When I run 'rabbitmqctl list_policies' and 'rabbitmqctl cluster_status' is everything ok.
Why the Node2 cannot respond if Node1 is unavailable? Is there something wrong in this setup?
You haven't specified the virtual host (app01) in your set_policy call, thus the policy will only apply to the default virtual host (/). This command line should work:
rabbitmqctl set_policy -p app01 ha-all "" '{"ha-mode":"all","ha-sync-mode":"automatic"}'
In the web management console, is queueA listed as Node1 +1?
It sounds like there might be some issue with your setup. I've got a set of vagrant boxes that are pre-configured to work in a cluster, might be worth trying that and identifying issues in your setup?
Only mirror queue which are synchronized with the master are promoted to be master, after fails. This is default behavior, but can be changed to promote-on-shutdown always.
Read carefully your reference
http://www.rabbitmq.com/ha.html
You could use a cluster of RabbitMQ nodes to construct your RabbitMQ
broker. This will be resilient to the loss of individual nodes in
terms of the overall availability of service, but some important
caveats apply: whilst exchanges and bindings survive the loss of
individual nodes, queues and their messages do not. This is because a
queue and its contents reside on exactly one node, thus the loss of a
node will render its queues unavailable.
Make sure that your queue is not durable or exclusive.

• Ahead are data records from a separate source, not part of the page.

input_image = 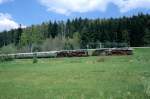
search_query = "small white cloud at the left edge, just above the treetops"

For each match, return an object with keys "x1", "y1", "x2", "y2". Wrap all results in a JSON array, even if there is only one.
[{"x1": 0, "y1": 13, "x2": 25, "y2": 31}]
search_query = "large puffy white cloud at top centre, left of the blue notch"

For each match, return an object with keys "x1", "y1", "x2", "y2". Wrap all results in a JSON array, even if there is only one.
[{"x1": 40, "y1": 0, "x2": 108, "y2": 14}]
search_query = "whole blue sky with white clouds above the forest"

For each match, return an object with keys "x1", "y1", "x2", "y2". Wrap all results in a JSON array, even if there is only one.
[{"x1": 0, "y1": 0, "x2": 150, "y2": 31}]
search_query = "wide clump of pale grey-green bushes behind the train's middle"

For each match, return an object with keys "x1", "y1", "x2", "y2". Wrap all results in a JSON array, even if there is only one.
[{"x1": 41, "y1": 33, "x2": 80, "y2": 51}]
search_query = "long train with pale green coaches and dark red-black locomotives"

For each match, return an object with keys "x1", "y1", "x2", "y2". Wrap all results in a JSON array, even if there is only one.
[{"x1": 0, "y1": 48, "x2": 133, "y2": 59}]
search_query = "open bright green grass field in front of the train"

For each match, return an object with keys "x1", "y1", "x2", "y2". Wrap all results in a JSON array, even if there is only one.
[{"x1": 0, "y1": 49, "x2": 150, "y2": 99}]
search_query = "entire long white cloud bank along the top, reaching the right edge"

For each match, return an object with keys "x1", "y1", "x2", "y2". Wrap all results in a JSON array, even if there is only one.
[{"x1": 39, "y1": 0, "x2": 150, "y2": 15}]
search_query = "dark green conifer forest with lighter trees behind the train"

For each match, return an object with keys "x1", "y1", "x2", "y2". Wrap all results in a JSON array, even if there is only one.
[{"x1": 0, "y1": 13, "x2": 150, "y2": 50}]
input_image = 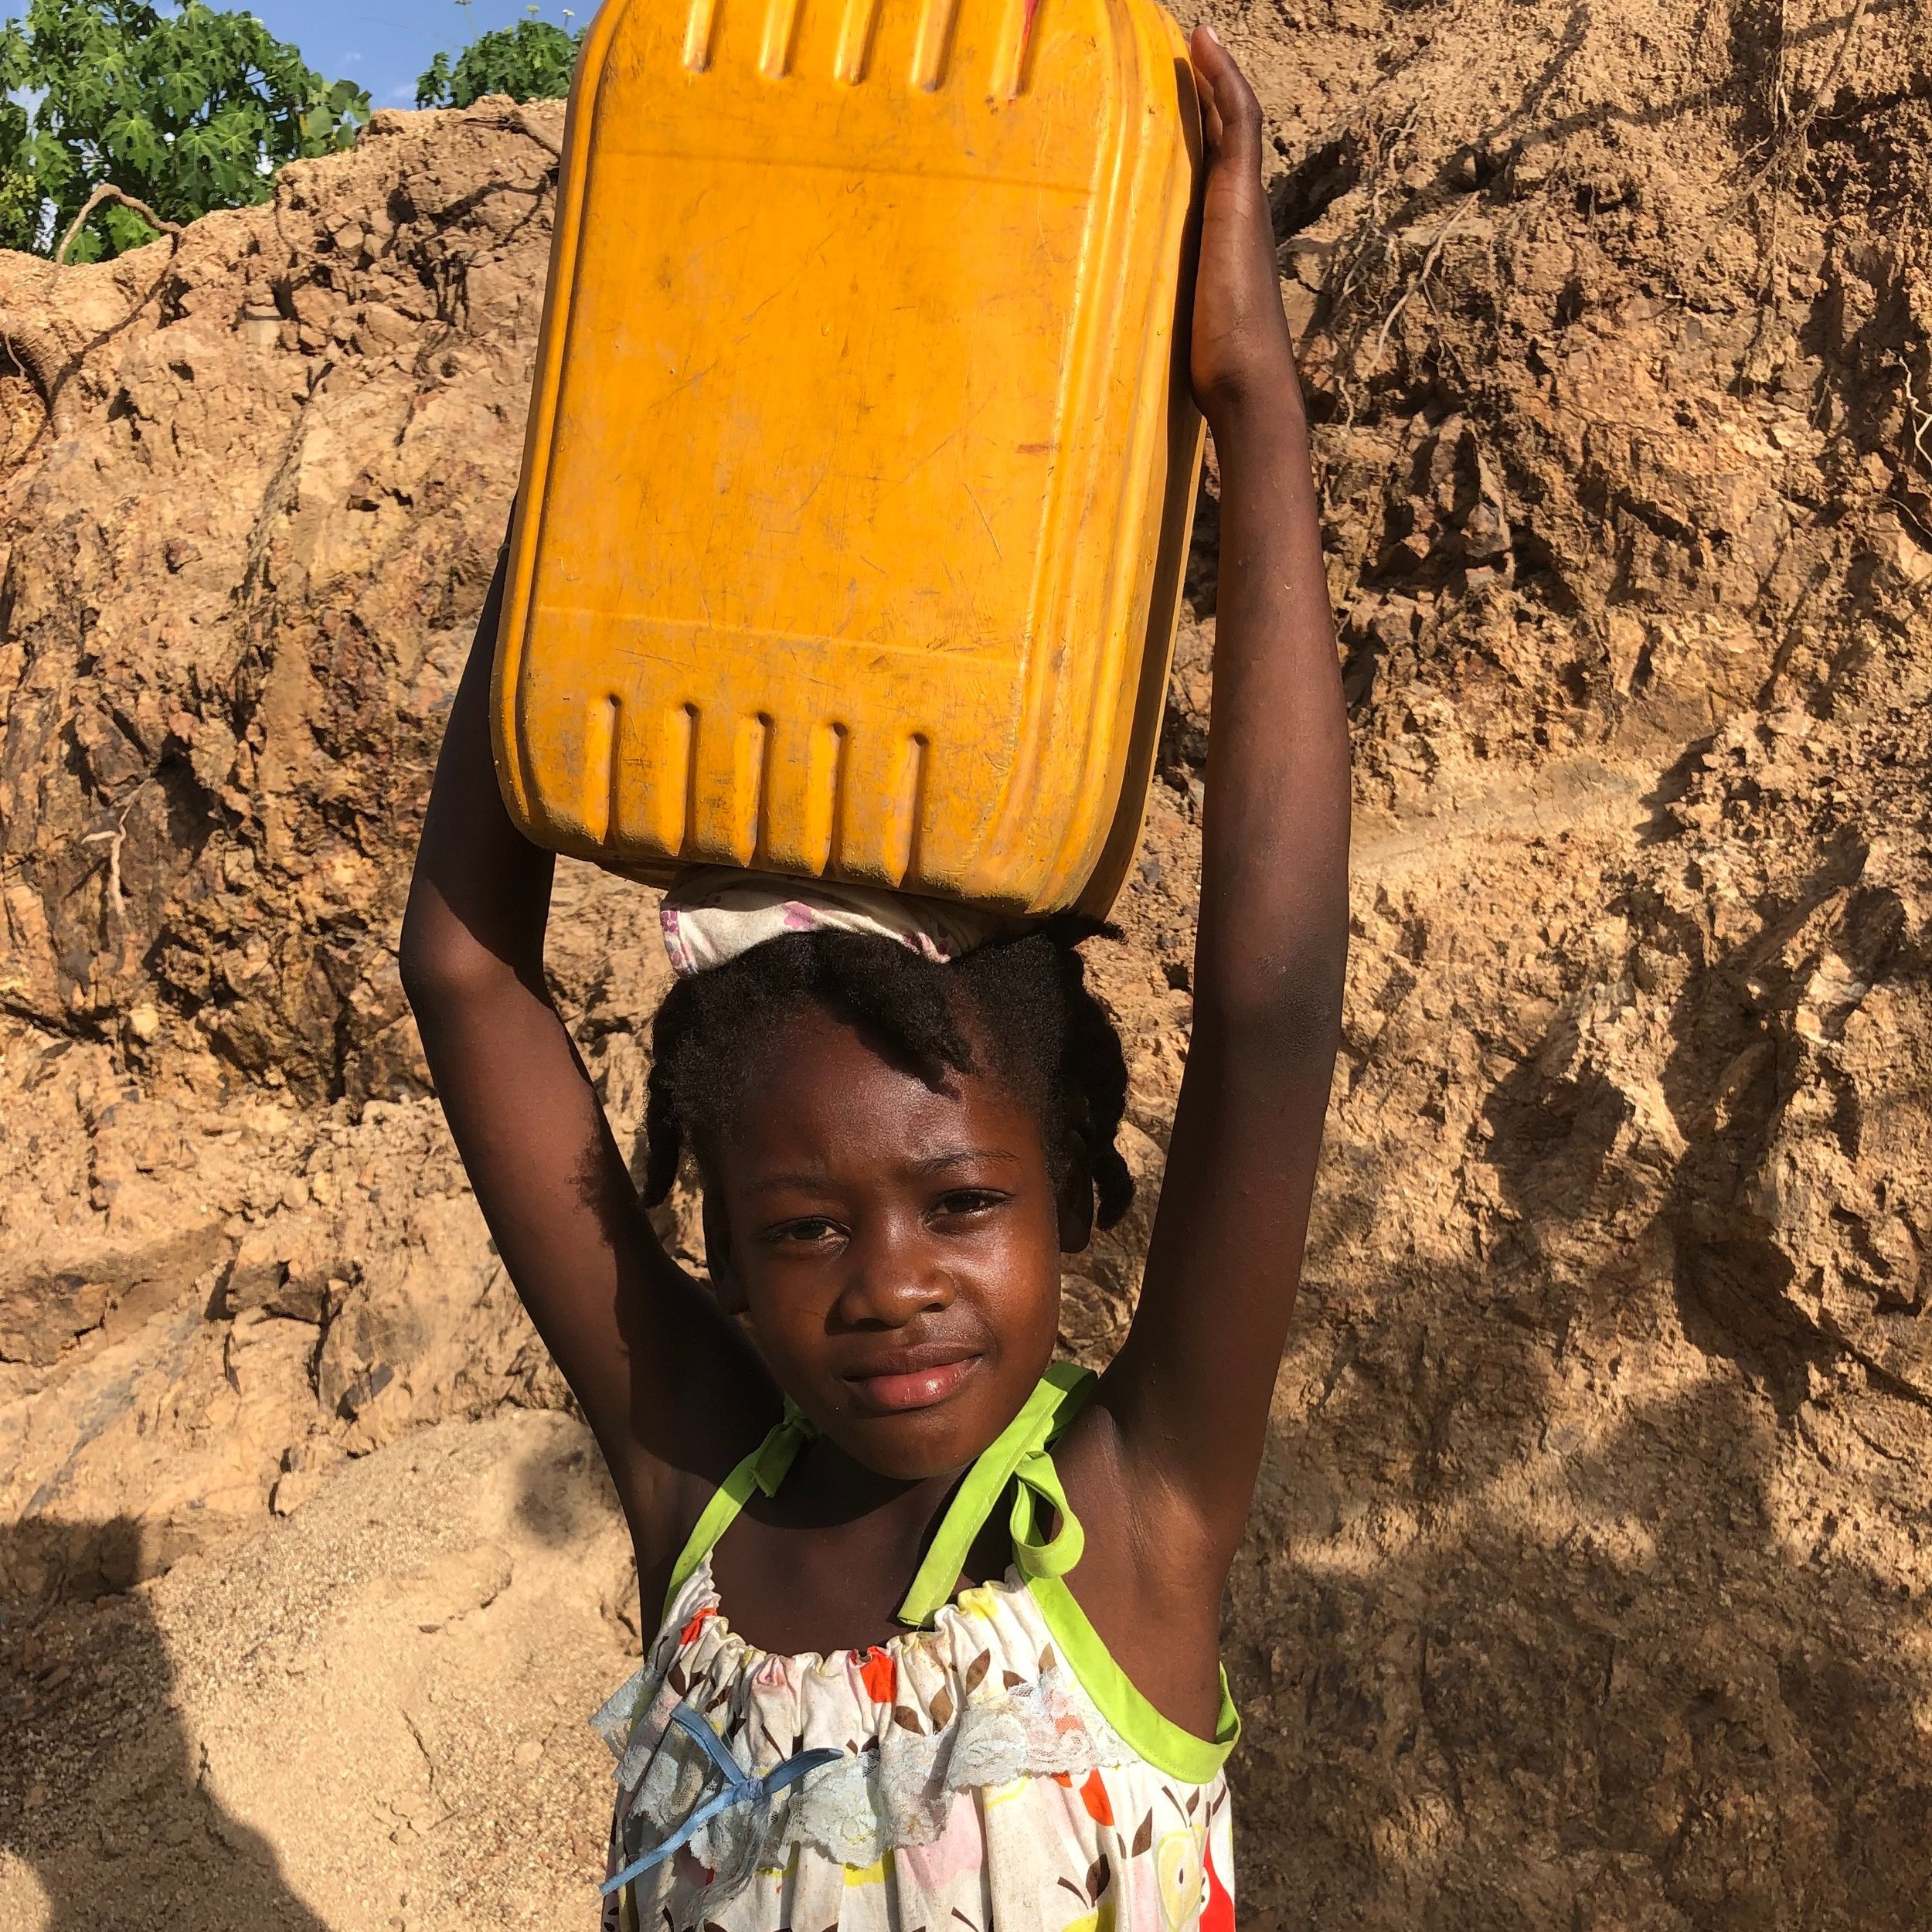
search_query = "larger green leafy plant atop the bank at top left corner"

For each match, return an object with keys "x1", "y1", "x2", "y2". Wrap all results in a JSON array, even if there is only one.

From the documentation (https://www.rabbitmq.com/ha.html):
Exclusive queues will be deleted when the connection that declared them is closed. For this reason, it is not useful for an exclusive
queue to be mirrored (or durable for that matter) since when the node
hosting it goes down, the connection will close and the queue will
need to be deleted anyway.
For this reason, exclusive queues are never mirrored (even if they
match a policy stating that they should be). They are also never
durable (even if declared as such).
From your error message:
{"The AMQP operation was interrupted: AMQP close-reason, initiated by
Peer, code=404, text=\"NOT_FOUND - home node 'rabbit#node1' of
durable queue 'queueA' in vhost 'app01' is down or inaccessible\", classId=50, methodId=10, cause="}
It looks like you created a durable queue.